Data center environment monitoring helps in alerting data center operators about any changes in the temperature of the room, failure of any devices, humidity and more, so that quick action can be taken to prevent serious damage. ASHRAE’s Thermal Guidelines for Data Processing Environments, 4th Edition, specifies new recommended and allowable environment envelopes pertaining to air entering the IT equipment.
 
Areas Where Environment Monitoring is Important
 
Here are four areas where environmental monitoring is important:

  1. At the Rack Level: Systems have the ability to auto-shut themselves down when a rise in temperature threatens their functioning. Moreover, it is possible that heating issues and the failure of the device’s cooling fan can potentially cause computational errors. To avoid this, ASHRAE suggests instrumenting and monitoring the inlets of racks and cabinets at the bottom, middle, and top of the rack, maintaining a specified recommended (18C to 27C) as well as allowable (15C to 32C) thermal ranges.

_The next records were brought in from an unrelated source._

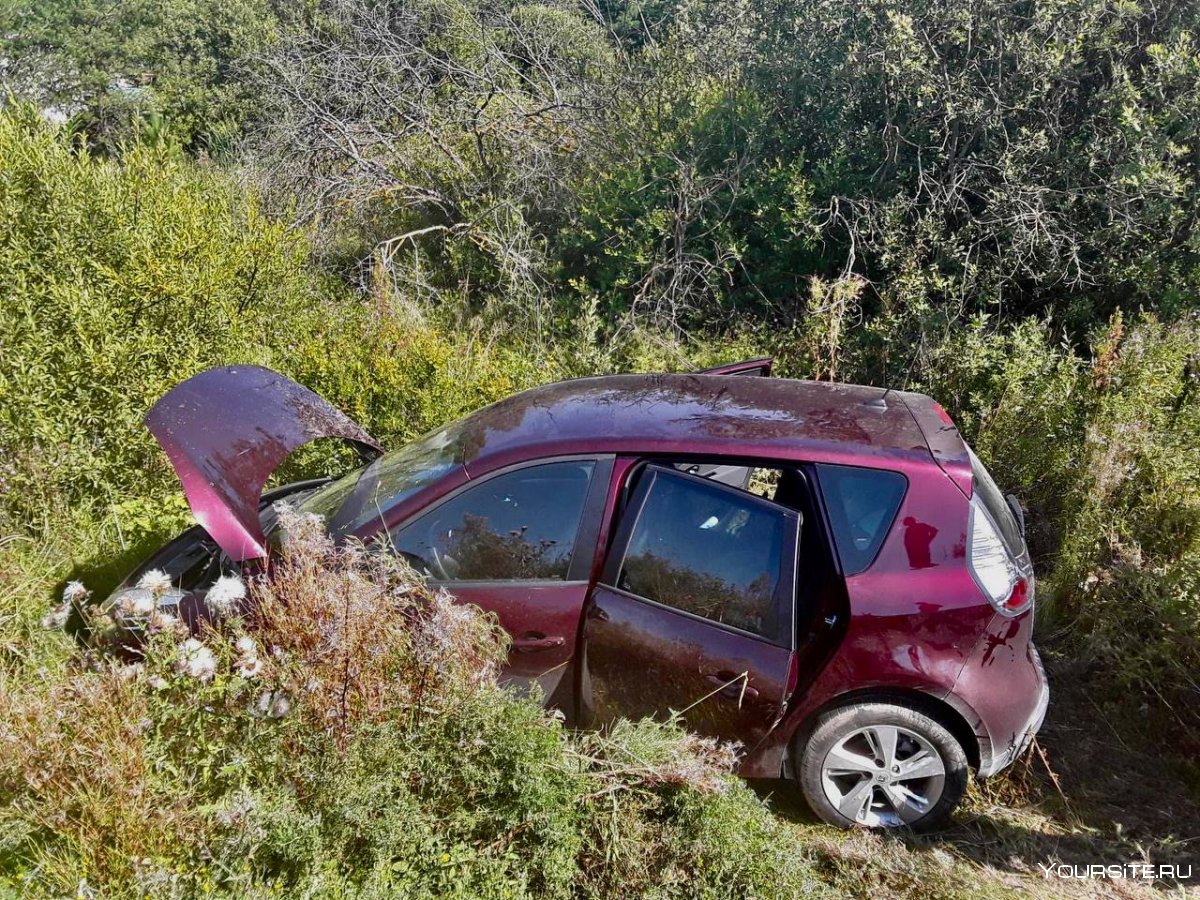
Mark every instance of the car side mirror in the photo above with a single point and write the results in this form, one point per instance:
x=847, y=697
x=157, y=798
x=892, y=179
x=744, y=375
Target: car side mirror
x=1015, y=505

  2. On the Corridor Level: If one is using a cool corridor or cold aisle containment system, the hot aisle temperature can be in the range up to 50 degrees C. This scenario requires even more stringent supervision, since even the failure of a single air conditioner will have a faster impact on temperature rise and equipment functioning. If one is using a hot corridor system, then temperatures across the room must be monitored.
  3. On the Room Level: Humidity and temperature must be monitored and analyzed regularly to isolate hot spots and air conditioning failures. Generally, when one CRAC/CRAH fails, the other compensates for it. But replacement is still required and that is why there is a need for sensors near these cooling systems to detect their proper functioning. Failure on this end increases stress on the IT equipment, which might cause serious problems later. Humidity is recommended at 60%RH and allowable at 20% to 80% RH.
  4. Water Threats: Water can damage the systems by entering the data center rooms through leakages in coolant systems, through water pipes on the roof or leakage from roof or floor, and flooding. To avoid this, it is important to also install water sensors below the raised floor or on the slab to offer continuous monitoring.

It is important to identify and mitigate environment related threats to your data center facility. When choosing data center environment monitoring software, make sure to choose a DCIM tool that offers a broad range of intelligent sensors, such as smoke, humidity, pressure, water and airflow detectors that are compatible with enterprise class DCIM monitoring to help you get the right alerts at the right time! Modern DCIM monitoring tools dramatically simplify the visualization of thousands of sensor points providing quick and easy insight to help you maximize uptime, save energy, and save money.